Osteoporos Int. 2018 Aug;29(8):1815-1825. doi: 10.1007/s00198-018-4552-3. Epub 2018 May 17.
Risk for subtrochanteric and diaphyseal femoral fractures is considered increased in patients with hypophosphatasia (HPP). Evaluating a large cohort of HPP patients, we could for the first time quantify the prevalcence and identify both morphometric features as well as predisposing factors for this complication of severe HPP.
Subtrochanteric and diaphyseal femoral fractures have been associated with both, long-term antiresorptive treatment and metabolic bone disorders, specifically Hypophosphatasia (HPP). Building on a cross-sectional evaluation of real-world data, this study reports risk factors, prevalence, treatment outcome and morphometric particularities for such fractures in HPP as compared to Atypical Femoral Fractures (AFF) in long-term antiresorptive treatment.
For 15 out of 150 HPP patients identified with having experienced at least one such fracture, medical records were reviewed in detail, extracting medical history, genotype, lab assessments, bone mineral density (DXA), radiographic data on femoral geometry and clinical aspects of fracture etiology and healing.
Bilateral fractures were documented in 10 of these 15 patients, yielding a total of 25 fractures for evaluation. Disease-inherent risk factors included autosomal-recessive, childhood onset HPP, apparently low alkaline phosphatase (ALP) ≤ 20 U/l and substantially elevated pyridoxal 5'-phosphate (PLP) > 3 times upper limit of normal as well as high lumbar spine BMD. Fracture morphology met definition criteria for AFF in 88% of cases.

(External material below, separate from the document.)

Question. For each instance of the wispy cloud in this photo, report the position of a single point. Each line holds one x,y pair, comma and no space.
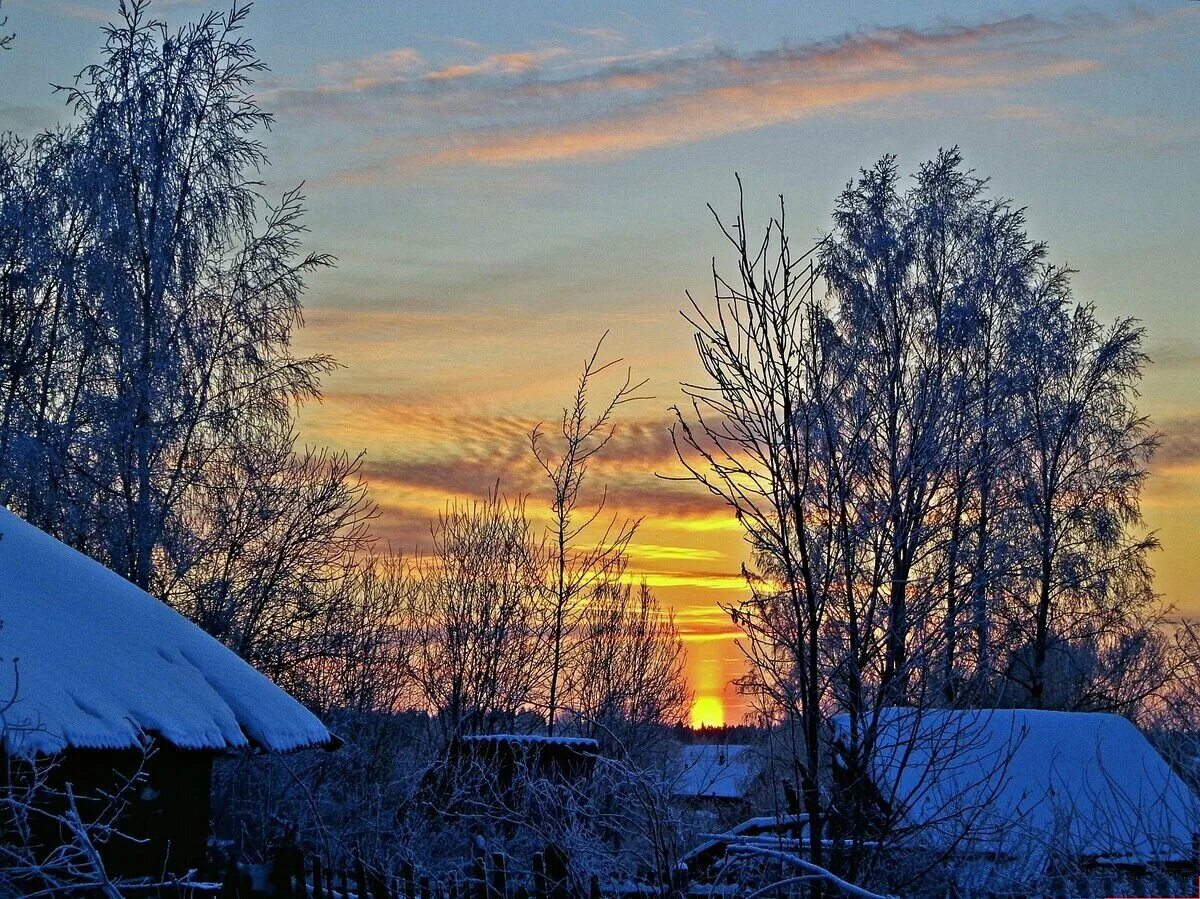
561,101
1181,443
556,103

Femoral geometry revealed additional risk factors previously described for AFF, including decreased femoral neck-shaft angle and increased femoral offset. Extrinsic risk factors include Hypovitaminosis D (80%) and pre-treatment with bisphosphonates (46,7%) and Proton-Pump Inhibitors (40%).
Increased risk for subtrochanteric and diaphyseal femoral fractures in HPP appears to result from both compromised bone metabolism as well as disease-associated bone deformities. In severe HPP, generous screening for such fractures seems advisable. Bisphosphonates and Hypovitaminosis D should be avoided. Healing is compromised and requires mindful consideration of both pharmacological and surgical options.

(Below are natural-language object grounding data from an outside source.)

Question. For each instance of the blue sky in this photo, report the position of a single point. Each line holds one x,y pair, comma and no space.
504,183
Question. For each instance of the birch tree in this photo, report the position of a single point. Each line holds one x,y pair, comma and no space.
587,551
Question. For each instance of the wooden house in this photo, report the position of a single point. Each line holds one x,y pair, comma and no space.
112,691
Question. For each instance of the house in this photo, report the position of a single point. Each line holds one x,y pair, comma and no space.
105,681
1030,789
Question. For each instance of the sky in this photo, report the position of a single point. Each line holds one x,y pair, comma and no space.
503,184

患有低磷酸血症(HPP)的患者发生转子下和骨干股骨骨折的风险被认为增加。通过评估大量 HPP 患者,我们首次能够量化这种严重 HPP 并发症的患病率,并确定其形态特征和诱发因素。
转子下和骨干股骨骨折与长期抗吸收治疗和代谢性骨疾病有关,特别是低磷酸血症(HPP)。基于对真实世界数据的横断面评估,本研究报告了与长期抗吸收治疗中的非典型股骨骨折(AFF)相比,在 HPP 中发生此类骨折的危险因素、患病率、治疗结果和形态学特点。
对于 150 名 HPP 患者中确定至少经历过一次此类骨折的 15 名患者,详细审查了病历,提取了病史、基因型、实验室评估、骨矿物质密度(DXA)、股骨几何形状的放射学数据以及骨折病因和愈合的临床方面。

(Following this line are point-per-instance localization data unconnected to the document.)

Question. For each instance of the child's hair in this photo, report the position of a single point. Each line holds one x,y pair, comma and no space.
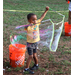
29,15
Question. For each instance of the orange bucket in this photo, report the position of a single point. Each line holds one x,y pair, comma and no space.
67,29
17,55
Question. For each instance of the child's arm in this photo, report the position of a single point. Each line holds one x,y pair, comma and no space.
44,14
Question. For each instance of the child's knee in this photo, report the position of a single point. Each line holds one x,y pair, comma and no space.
34,54
31,56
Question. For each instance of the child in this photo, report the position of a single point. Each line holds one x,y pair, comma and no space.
69,19
32,39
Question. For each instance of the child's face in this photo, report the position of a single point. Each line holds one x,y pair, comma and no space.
33,19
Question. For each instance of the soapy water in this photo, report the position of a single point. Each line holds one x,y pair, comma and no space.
49,33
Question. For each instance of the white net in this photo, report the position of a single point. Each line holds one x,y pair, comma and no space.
50,33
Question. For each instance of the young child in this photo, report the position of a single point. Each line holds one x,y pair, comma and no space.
32,39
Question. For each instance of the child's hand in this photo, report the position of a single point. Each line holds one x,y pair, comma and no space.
47,8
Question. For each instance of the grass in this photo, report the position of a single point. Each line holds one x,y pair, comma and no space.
58,63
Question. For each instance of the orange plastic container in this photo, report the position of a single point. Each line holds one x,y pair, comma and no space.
17,55
67,29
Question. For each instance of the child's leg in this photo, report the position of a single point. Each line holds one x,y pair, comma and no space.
29,61
35,58
69,19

10 名患者中有 10 名患者记录了双侧骨折,共评估了 25 处骨折。疾病固有危险因素包括常染色体隐性、儿童发病的 HPP、碱性磷酸酶(ALP)明显低≤20 U/l 和吡啶醛 5'-磷酸(PLP)显著升高>3 倍正常值以及腰椎骨密度高。88%的病例骨折形态符合 AFF 的定义标准。股骨几何形状显示了以前描述的 AFF 的其他危险因素,包括股骨颈干角减小和股骨偏移增加。外在危险因素包括维生素 D 缺乏症(80%)和治疗前使用双膦酸盐(46.7%)和质子泵抑制剂(40%)。
在 HPP 中,转子下和骨干股骨骨折的风险增加似乎是由受损的骨代谢以及与疾病相关的骨畸形共同导致的。在严重的 HPP 中,似乎需要对这种骨折进行广泛筛查。应避免使用双膦酸盐和维生素 D 缺乏症。愈合受损,需要认真考虑药物和手术治疗。